Scilly Cetaceans in the Sketchpad


Same format as for the last post : pages from my diary that you can either click through as images or read the notes I'm about to add. 

The first page (above) describes my 2nd night train of the year. I love night trains, even when I'm on my own, so long as I have a bit of wine and a new bit of country heading past my bedroom window.


This is the dining car on the Riviera Sleeper, recently reopened after a mudslide at Dawlish. Having my second complementary coffee of the morning.
 

I was down to Cornwall for a dolphin survey - something I've wanted to do for a long time. So here's some homework of the night before.


In fact I went out on the boat the day before my official survey, because they were cancelling the sailing on the day after the survey, and it was sold out after so I had no other chance to get to the Scillies. It was a good choice, as I saw a sea beast I would never otherwise have had chance to see. A big scarred Risso's dolphin that has appeared around the boat several times this year.

 

This is the boat.


And next day, Paul was our veteran leader and talked us through the protocol (the headphone chap at the bottom was just a headphone chap on the ferry).


This pic will not be clear (till I add some colour to my sketchpad), but we're on the main deck looking up a bit, and there's a vague figure top left who is the captain : he is standing in the position, by a railing surrounding the bridge, from which we looked for cetaceans port & starboard.


We had 4 sightings: first some harbour porpoise that only Paul spotted against the choppy water (sea state 4) ; then I was lucky enough to see some jumping common dolphins ; and on the way back we saw more harbour porpoise and then a feeding gang of gannets showed us the way to a bigger pod of common dolphins, just like the textbooks tell you. They brought a pretty good conclusion to the survey.

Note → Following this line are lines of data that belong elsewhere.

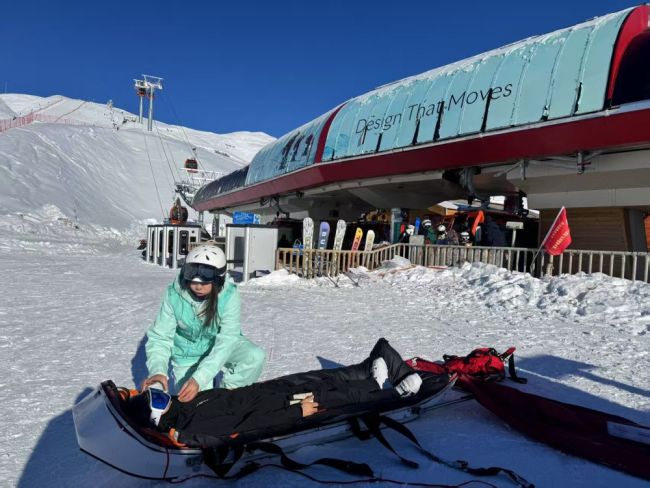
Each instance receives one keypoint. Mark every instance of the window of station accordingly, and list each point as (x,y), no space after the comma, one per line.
(633,81)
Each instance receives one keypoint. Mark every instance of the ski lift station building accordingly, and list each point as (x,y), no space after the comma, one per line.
(562,117)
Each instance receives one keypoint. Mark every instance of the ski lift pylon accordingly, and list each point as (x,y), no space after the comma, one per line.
(191,166)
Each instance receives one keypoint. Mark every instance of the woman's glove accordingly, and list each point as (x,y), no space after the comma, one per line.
(157,378)
(188,391)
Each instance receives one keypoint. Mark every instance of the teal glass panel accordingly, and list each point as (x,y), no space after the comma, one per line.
(535,85)
(477,95)
(434,99)
(506,86)
(455,101)
(390,135)
(336,137)
(595,72)
(414,109)
(566,78)
(346,130)
(376,122)
(363,126)
(332,133)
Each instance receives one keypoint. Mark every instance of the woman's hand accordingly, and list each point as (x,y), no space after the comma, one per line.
(157,378)
(189,390)
(309,406)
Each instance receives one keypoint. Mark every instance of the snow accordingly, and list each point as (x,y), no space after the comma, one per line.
(77,300)
(100,168)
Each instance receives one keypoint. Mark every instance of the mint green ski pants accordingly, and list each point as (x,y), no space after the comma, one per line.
(242,368)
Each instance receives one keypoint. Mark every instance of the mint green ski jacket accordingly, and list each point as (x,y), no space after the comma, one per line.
(178,333)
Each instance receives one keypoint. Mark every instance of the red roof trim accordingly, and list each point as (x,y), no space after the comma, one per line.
(606,131)
(320,148)
(636,23)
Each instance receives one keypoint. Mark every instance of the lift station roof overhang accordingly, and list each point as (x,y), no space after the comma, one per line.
(584,89)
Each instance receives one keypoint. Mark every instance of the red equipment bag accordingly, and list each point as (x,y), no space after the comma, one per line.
(483,363)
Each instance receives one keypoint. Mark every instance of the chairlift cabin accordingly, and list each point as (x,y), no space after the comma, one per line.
(191,165)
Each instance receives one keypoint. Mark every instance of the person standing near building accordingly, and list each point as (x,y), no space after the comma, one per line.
(428,232)
(198,330)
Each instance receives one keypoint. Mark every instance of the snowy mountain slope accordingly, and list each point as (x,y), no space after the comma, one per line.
(5,111)
(87,312)
(98,166)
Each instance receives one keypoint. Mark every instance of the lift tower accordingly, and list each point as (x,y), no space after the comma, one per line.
(151,83)
(141,91)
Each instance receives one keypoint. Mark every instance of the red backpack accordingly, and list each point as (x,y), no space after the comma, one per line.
(484,363)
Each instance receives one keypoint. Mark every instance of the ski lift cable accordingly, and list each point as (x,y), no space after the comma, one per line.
(162,211)
(176,176)
(170,184)
(187,139)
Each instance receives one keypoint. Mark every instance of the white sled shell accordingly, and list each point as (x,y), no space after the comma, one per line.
(104,434)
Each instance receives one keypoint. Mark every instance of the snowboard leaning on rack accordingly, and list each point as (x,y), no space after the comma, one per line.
(358,235)
(370,240)
(339,235)
(307,233)
(323,237)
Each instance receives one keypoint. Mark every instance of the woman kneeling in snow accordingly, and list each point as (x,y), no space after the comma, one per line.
(281,402)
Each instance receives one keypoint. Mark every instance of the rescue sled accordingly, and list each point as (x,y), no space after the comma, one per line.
(106,433)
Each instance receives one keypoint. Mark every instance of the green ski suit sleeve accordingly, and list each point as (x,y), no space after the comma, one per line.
(227,338)
(160,338)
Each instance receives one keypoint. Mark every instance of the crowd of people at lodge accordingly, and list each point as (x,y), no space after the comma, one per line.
(482,230)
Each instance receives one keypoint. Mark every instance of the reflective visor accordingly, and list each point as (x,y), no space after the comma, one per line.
(159,402)
(204,272)
(158,399)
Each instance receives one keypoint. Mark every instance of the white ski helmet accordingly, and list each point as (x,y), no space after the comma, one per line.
(205,263)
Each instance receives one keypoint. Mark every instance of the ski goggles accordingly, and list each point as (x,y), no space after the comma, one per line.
(202,272)
(159,402)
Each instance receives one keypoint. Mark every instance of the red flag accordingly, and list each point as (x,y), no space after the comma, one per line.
(559,235)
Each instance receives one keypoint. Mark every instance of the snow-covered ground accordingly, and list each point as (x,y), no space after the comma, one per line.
(76,300)
(98,166)
(76,305)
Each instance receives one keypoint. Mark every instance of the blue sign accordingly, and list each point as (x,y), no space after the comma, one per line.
(245,218)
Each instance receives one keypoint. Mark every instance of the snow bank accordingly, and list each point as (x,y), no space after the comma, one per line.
(581,298)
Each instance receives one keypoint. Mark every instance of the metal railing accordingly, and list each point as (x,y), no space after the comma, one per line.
(634,266)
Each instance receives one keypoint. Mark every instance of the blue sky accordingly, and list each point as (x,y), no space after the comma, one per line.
(261,66)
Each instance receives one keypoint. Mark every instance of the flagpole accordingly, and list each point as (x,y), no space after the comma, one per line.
(532,264)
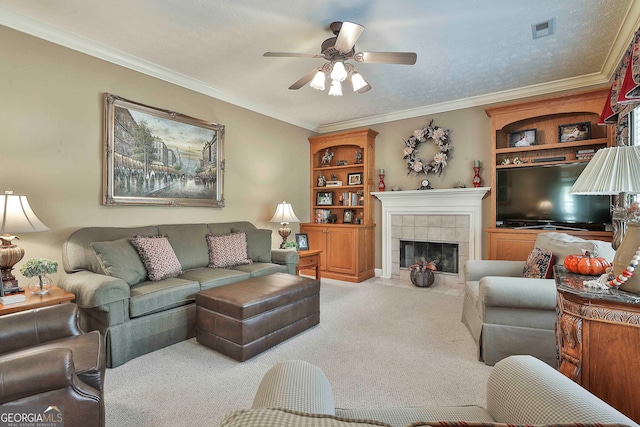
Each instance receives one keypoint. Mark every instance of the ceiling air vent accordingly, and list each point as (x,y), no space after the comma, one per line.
(542,29)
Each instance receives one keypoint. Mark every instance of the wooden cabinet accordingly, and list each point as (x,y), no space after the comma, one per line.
(598,338)
(513,244)
(347,250)
(347,243)
(545,116)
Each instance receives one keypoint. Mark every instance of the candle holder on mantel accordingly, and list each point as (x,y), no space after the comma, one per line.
(476,177)
(381,185)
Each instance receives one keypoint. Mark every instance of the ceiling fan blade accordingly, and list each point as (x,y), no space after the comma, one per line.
(364,89)
(304,80)
(348,36)
(292,55)
(403,58)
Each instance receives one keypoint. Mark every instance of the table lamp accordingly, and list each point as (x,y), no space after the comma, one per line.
(612,171)
(16,216)
(284,215)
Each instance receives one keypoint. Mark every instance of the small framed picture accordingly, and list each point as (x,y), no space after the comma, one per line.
(354,178)
(574,132)
(8,287)
(303,241)
(324,198)
(522,138)
(347,217)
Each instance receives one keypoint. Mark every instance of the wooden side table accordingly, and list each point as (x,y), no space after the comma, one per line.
(308,260)
(598,339)
(53,297)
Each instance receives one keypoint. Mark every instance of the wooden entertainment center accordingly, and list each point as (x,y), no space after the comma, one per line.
(545,116)
(341,207)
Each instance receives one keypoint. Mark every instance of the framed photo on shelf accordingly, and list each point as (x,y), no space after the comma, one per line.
(324,198)
(523,138)
(354,178)
(347,217)
(8,287)
(574,132)
(303,241)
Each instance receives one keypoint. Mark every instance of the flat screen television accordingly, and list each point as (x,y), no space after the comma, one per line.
(538,196)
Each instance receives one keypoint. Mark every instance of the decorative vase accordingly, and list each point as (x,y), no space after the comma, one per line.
(476,177)
(40,285)
(628,249)
(422,278)
(381,183)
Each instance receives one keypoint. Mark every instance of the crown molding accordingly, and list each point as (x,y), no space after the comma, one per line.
(590,81)
(75,42)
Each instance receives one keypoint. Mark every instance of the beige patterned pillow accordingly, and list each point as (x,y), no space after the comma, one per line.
(275,417)
(228,250)
(158,256)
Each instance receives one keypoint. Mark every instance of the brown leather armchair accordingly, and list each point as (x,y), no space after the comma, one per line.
(47,360)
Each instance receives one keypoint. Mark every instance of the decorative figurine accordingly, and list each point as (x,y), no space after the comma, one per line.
(358,157)
(381,183)
(326,159)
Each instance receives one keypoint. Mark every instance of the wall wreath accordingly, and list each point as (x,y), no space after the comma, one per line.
(440,136)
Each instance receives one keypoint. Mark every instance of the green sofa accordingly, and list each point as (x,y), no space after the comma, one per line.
(137,315)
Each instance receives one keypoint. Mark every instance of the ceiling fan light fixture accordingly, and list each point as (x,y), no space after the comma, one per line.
(358,82)
(335,89)
(339,72)
(318,81)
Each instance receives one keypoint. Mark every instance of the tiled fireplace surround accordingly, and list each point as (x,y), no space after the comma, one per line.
(449,215)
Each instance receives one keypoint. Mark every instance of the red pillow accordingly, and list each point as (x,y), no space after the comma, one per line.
(539,264)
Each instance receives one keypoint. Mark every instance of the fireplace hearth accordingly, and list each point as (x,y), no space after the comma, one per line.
(440,215)
(444,255)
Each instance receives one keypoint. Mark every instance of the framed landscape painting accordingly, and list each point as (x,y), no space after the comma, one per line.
(160,157)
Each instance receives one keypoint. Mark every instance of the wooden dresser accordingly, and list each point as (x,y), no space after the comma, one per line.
(598,337)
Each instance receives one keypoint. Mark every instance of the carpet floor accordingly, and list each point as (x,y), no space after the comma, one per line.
(379,345)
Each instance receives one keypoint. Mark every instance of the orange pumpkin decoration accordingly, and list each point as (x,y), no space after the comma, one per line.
(586,264)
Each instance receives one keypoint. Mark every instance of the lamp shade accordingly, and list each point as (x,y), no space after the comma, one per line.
(16,216)
(611,171)
(284,214)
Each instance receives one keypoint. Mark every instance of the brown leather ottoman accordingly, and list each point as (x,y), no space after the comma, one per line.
(245,318)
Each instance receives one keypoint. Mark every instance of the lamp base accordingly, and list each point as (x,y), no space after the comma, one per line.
(10,255)
(284,232)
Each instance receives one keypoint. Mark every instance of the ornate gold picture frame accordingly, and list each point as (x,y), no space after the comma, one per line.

Due to the approaching storm (or perhaps a tide thing - I heard both reasons), we were late setting out and early setting back, plus we arrived into a different dock. My fellow new surveyor Sian was accompanied on the boat by her parents, as she was combining her trip from Southampton with a short holiday.


My own approach to spending an extra couple of days in Cornwall is a bit different, and not recommended.

The newspaper cuttings warn of the approach of Big Bertha, and the impacts once she hit. The page below describes the ridiculous thing I did nonetheless that night, seeing as all the cheap accommodation was booked out and I was feeling both lively and tightfisted, with a long foreign holiday to follow.


In short : binliners do not work against storms called Bertha.


Next day, I walked in my squelching boots just to get warm, and so I walked to Godolphin and St Michael's Mount.


Then a night relishing the facilities of a youth hostel, before heading to St Ives the day after.


Here are some surfers.


And some more surfers.


And some idle thoughts and an id sketch of a little brown bird flock, that I worked out to be linnets. Cute bouncy chirpy things, who showed a welcome to the odd goldfinch joining their flock.


Bits of the paper stuck in my pad, as I got the night train back to London (but this time with no cabin, just in the cheap seats, which worked fine but aren't half as romantic).

 

And the last pictures : I got obsessed trying to draw the girl in the picture who had such a neat hair shape. She certainly wasn't Daniella Westbrook. 


After that I got a plane, and now a week has passed and I haven't drawn anything else in the sketchpad so there isn't a part two planned.